Entrepreneur & Investor.

Hold Forever is a Flawed Framework

I often think about this (paraphrased) quote from Sam Zell:

“Every day you choose to hold an asset, you’re also choosing to buy it. Would you buy the assets you own at current prices? If the answer is no, then you should sell.”

The more experience I gain as an investor, the more this resonates with me.

I’m increasingly seeing investors claim they only buy businesses they can hold forever and claim to be permanent owners. This sounds nice on paper, but businesses worth holding forever are extremely rare.

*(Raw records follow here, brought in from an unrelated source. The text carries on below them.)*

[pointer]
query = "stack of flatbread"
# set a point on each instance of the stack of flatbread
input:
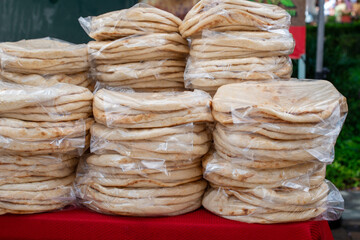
(44, 62)
(233, 41)
(147, 153)
(272, 143)
(43, 130)
(138, 48)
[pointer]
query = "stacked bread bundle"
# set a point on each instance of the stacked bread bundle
(148, 149)
(44, 62)
(43, 130)
(272, 143)
(236, 41)
(138, 48)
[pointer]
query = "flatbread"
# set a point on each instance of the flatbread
(247, 16)
(289, 100)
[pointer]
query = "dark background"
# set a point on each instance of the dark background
(26, 19)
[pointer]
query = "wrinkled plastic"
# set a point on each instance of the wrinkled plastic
(44, 120)
(43, 56)
(295, 120)
(233, 44)
(150, 110)
(209, 75)
(138, 20)
(140, 62)
(178, 143)
(119, 185)
(281, 205)
(44, 62)
(36, 184)
(238, 15)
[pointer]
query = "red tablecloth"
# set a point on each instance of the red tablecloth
(82, 224)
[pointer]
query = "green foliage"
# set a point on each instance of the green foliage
(342, 58)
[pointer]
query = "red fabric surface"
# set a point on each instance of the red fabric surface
(81, 224)
(299, 34)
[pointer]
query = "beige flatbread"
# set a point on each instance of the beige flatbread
(13, 97)
(124, 134)
(135, 20)
(79, 79)
(259, 176)
(160, 135)
(39, 186)
(232, 208)
(134, 183)
(278, 42)
(213, 157)
(249, 16)
(302, 182)
(290, 101)
(37, 131)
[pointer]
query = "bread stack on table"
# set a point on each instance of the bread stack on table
(138, 48)
(236, 41)
(43, 130)
(44, 62)
(147, 153)
(272, 143)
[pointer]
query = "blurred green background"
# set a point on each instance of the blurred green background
(25, 19)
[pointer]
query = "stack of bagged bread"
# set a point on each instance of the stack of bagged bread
(272, 143)
(236, 41)
(44, 62)
(147, 150)
(138, 48)
(43, 130)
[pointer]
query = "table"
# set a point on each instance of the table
(82, 224)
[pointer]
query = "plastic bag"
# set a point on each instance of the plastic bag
(150, 110)
(238, 15)
(281, 205)
(294, 120)
(37, 183)
(178, 143)
(140, 62)
(209, 75)
(139, 20)
(38, 120)
(115, 184)
(44, 62)
(43, 56)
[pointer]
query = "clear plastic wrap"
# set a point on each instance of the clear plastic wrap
(80, 79)
(44, 120)
(115, 184)
(151, 110)
(140, 62)
(209, 75)
(280, 205)
(139, 20)
(184, 142)
(295, 120)
(36, 184)
(43, 56)
(234, 44)
(243, 173)
(235, 15)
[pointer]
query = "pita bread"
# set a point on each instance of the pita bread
(159, 135)
(130, 22)
(14, 97)
(213, 157)
(222, 13)
(232, 208)
(302, 182)
(38, 131)
(289, 100)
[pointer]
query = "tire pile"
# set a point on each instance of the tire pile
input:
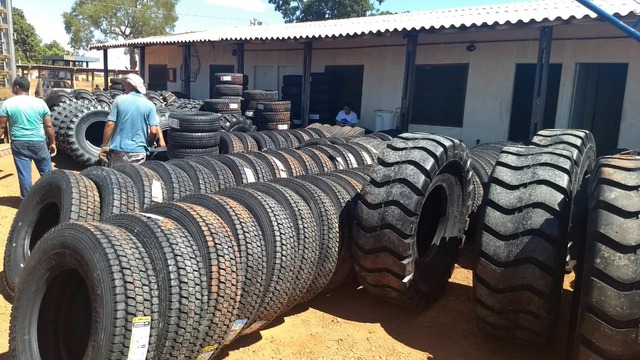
(182, 278)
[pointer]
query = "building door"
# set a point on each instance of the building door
(351, 89)
(157, 77)
(522, 103)
(214, 69)
(597, 102)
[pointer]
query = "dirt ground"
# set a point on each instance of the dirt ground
(349, 323)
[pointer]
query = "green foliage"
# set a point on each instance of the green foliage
(96, 21)
(313, 10)
(27, 42)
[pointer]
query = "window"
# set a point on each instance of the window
(439, 95)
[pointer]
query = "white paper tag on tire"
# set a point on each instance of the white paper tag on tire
(140, 331)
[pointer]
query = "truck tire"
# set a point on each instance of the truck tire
(411, 217)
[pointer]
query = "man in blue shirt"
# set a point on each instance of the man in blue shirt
(28, 118)
(131, 126)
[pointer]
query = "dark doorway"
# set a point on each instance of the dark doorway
(597, 103)
(214, 69)
(522, 104)
(351, 89)
(158, 77)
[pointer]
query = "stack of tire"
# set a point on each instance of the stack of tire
(193, 133)
(184, 278)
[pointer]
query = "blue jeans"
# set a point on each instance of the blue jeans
(24, 152)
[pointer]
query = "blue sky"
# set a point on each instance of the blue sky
(46, 15)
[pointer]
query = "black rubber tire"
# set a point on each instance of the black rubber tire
(230, 143)
(56, 198)
(411, 218)
(180, 278)
(306, 233)
(221, 173)
(118, 193)
(253, 254)
(184, 140)
(194, 121)
(228, 90)
(81, 282)
(176, 181)
(607, 323)
(219, 255)
(151, 189)
(281, 245)
(522, 241)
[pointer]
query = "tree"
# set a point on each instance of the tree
(313, 10)
(27, 42)
(98, 21)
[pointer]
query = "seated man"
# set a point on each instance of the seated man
(347, 117)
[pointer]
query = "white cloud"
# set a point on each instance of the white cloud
(246, 5)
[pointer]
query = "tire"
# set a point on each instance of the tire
(180, 278)
(78, 271)
(281, 245)
(201, 178)
(230, 144)
(522, 242)
(411, 218)
(56, 198)
(275, 106)
(118, 193)
(184, 140)
(194, 121)
(176, 181)
(151, 189)
(608, 310)
(177, 153)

To justify holding a business forever, three things need to be true:

  1. The business will reinvest its cash flow at a high rate of return in perpetuity
  2. The market will never offer you an irrationally high price for the business
  3. You’ll never find a better opportunity to reinvest in

Combine these three elements and you can see how difficult it would be to conclude that a business is worth holding forever at any point during your investment hold period.

It’s worth regularly assessing and comparing:

  1. Estimated rate of return from holding the business (on a go-forward basis)
  2. Estimated rate of return from selling the business, paying taxes/fees, and re-deploying net proceeds in another opportunity

Doesn’t have to be a precise calculation, just a general idea of the two over a reasonably predictable period. There will likely be periods when the difference between 1 and 2 is obvious and massive.

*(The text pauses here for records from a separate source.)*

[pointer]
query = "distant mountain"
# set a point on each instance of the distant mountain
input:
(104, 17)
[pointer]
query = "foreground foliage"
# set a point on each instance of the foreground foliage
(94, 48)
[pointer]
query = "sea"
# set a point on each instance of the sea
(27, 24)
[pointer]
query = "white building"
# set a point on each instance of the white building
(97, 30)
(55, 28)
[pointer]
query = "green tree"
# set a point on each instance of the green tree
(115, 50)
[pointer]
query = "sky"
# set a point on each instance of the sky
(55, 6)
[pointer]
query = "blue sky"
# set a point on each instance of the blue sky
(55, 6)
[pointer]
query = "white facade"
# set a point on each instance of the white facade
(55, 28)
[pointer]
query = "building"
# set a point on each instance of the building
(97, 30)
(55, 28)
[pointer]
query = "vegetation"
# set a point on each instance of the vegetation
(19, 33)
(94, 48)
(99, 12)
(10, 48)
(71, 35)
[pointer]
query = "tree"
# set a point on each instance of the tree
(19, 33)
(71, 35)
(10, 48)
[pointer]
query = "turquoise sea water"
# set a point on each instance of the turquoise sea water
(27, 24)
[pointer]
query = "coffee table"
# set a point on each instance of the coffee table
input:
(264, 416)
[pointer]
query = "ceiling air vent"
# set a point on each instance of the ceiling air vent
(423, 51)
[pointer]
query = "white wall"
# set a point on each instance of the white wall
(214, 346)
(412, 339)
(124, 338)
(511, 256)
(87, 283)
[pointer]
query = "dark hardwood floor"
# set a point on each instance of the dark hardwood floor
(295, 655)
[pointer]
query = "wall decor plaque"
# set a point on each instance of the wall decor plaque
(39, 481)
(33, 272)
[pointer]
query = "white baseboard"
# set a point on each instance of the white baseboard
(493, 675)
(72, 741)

For example, in the 2004 Berkshire shareholder letter, even Buffett wished he would’ve sold his “Big Four” businesses during the bubble when he knew they were overvalued. This included Coke, which was down 50%+ from its peak, and led to two decades of flat returns, adjusting for inflation (1998 to 2018).

I’ll admit that knowing when to buy is a lot easier than knowing when to sell. And to make matters even more difficult, the cost and effort to sell privately held businesses are immense. That said, assets should always be considered for sale, given the points described above. Concluding any business is “hold forever” is a flawed investing framework that should be challenged.